ECLI:NL:CRVB:2020:1795
Centrale Raad van Beroep
- Hoger beroep
- Rechtspraak.nl
Hoger beroep inzake Wajong-uitkering en herziening van eerdere besluiten
In deze zaak heeft appellante, geboren in 1987, hoger beroep ingesteld tegen een besluit van het Uitvoeringsinstituut werknemersverzekeringen (Uwv) inzake haar aanvraag voor een Wajong-uitkering. De aanvraag werd aanvankelijk afgewezen op 8 oktober 2015, omdat appellante niet voldeed aan de voorwaarden.

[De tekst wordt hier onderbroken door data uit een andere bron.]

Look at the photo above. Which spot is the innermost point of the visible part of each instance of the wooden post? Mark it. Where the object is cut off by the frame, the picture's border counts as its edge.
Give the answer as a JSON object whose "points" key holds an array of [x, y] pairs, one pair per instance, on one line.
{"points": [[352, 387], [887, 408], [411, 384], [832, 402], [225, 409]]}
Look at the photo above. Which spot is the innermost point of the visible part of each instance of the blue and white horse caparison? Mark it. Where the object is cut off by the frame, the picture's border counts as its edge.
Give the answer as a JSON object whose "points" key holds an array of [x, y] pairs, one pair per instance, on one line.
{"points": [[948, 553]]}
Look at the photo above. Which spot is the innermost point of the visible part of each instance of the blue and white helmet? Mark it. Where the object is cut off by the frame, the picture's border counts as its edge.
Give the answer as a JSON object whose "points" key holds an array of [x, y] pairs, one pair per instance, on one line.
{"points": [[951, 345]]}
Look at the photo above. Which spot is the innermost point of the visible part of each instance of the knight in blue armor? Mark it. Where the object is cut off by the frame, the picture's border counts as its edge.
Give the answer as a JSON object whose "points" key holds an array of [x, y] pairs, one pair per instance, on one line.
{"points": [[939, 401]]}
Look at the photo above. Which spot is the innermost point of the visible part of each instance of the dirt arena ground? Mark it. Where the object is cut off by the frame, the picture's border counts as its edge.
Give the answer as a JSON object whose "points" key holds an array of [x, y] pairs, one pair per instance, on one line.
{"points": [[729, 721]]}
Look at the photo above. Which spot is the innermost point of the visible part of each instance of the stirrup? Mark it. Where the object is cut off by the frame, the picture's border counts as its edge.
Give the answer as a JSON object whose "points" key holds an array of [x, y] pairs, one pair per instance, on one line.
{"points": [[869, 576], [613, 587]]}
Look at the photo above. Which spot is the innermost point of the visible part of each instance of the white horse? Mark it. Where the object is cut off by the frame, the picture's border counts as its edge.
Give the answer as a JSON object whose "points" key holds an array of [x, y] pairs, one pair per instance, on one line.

Na een aantal procedures en een nieuw rapport van MEE van 27 januari 2017, dat door appellante werd ingediend als nieuw feit, heeft de rechtbank Gelderland op 4 juni 2018 het beroep van appellante ongegrond verklaard. Appellante stelde dat het rapport van MEE een nieuw feit was dat aanleiding gaf om het eerdere besluit te herzien, maar de rechtbank oordeelde dat het Uwv terecht had gesteld dat het rapport geen aanleiding gaf om de eerdere beoordeling te herzien. De verzekeringsarts bezwaar en beroep had aangegeven dat het rapport niet op een uitgebreid diagnostisch onderzoek was gebaseerd en dat het op belangrijke punten niet klopte. Appellante heeft in hoger beroep herhaald dat het rapport van MEE een nieuw feit is, maar de Centrale Raad van Beroep heeft geoordeeld dat het Uwv terecht geen aanleiding heeft gezien om het besluit van 8 oktober 2015 te herzien. De Raad bevestigde de uitspraak van de rechtbank en oordeelde dat er geen grond was voor het inschakelen van een onafhankelijke deskundige. De uitspraak werd gedaan op 7 augustus 2020.